À la page 2 du document en bleu qui vous a été remis, vous trouverez le taux de change des dollars des États-Unis et du Canada de 1987 à 2003. Nous pourrions commencer par le début de cette période, soit 1987, c'est-à-dire, dans le contexte de vos audiences, l'époque où a commencé à se dégager le consensus qui allait déboucher sur l'Accord de libre-échange qui est entré en vigueur en 1989. M. Crow était le gouverneur de la Banque du Canada. Fait intéressant, le dollar, au début de cette période, était à 75 cents. Pendant le mandat de M. Crow, des problèmes d'inflation se sont posés. Nous avons été témoins d'un boom de l'immobilier. La Banque du Canada a appliqué une politique monétaire très restrictive, les taux d'intérêt canadiens étant supérieurs de quatre à cinq points de pourcentage à ceux des États- Unis. En 1991, le dollar canadien a atteint son sommet de 89 cents — 14 cents au-dessus de son niveau actuel. Par la suite, la valeur du dollar a diminué progressivement.

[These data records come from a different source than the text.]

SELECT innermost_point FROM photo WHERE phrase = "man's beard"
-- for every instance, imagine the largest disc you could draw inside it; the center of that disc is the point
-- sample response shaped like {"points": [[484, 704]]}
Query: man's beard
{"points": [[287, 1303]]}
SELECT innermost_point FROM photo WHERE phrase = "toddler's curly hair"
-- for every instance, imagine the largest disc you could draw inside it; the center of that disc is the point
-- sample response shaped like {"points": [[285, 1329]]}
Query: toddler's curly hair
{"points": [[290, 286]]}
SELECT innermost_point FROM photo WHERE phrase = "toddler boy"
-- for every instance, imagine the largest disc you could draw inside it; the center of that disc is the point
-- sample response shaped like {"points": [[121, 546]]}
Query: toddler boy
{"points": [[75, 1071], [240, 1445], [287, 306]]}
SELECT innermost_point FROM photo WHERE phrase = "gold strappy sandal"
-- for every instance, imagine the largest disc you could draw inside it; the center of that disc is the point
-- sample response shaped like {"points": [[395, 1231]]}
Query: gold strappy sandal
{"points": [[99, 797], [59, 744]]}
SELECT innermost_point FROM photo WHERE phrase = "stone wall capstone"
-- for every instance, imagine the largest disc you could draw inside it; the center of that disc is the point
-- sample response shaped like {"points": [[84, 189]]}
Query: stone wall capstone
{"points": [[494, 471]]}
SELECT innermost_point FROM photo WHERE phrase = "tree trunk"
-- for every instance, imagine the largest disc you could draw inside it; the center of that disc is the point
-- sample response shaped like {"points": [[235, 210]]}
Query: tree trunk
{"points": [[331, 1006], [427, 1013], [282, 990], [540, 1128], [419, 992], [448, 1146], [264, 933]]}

M. Thiessen est entré en fonction en 1994. Donc, nous étions confrontés à la crise du peso mexicain. La valeur du dollar canadien a fléchi. Les agences de cotation ont abaissé la cote de crédit du Canada parce que, à l'époque, nous étions aux prises avec un important déficit budgétaire. Malgré un taux de chômage supérieur à 10 p. 100, la Banque du Canada a dû hausser les taux d'intérêt de façon spectaculaire pour tenter de protéger le dollar canadien. Ce dernier s'est stabilisé pendant un certain temps, mais, si vous consultez sur la carte l'année 1998, vous vous rendrez compte que le monde était en proie à des turbulences. Il y a eu la crise asiatique qui a atteint son point culminant avec le défaut de paiement de la Russie. Le dollar canadien a chuté à ce qui était alors son plus bas niveau historique. La Banque du Canada a une fois de plus haussé les taux d'intérêt de 100 points de base, en dépit du fait que l'économie, à l'époque, suscitait des inquiétudes. Le dollar canadien s'est légèrement redressé.

M. Dodge est alors devenu gouverneur de la Banque du Canada. Les taux d'intérêt canadiens étaient inférieurs à ceux des États-Unis. Le dollar canadien a chuté à son plus bas niveau historique, soit 61 cents — fait intéressant, 14 cents sous le seuil des 75 cents. Par conséquent, l'amplitude se répartit comme suit: 75 cents au milieu, 89 cents au haut de la courbe, soit un écart de 14 cents, et 61 cents au bas de la courbe, soit un écart de 14 cents. Au cours des neuf derniers mois environ, nous sommes sortis des bas-fonds pour remonter jusqu'à 75 cents.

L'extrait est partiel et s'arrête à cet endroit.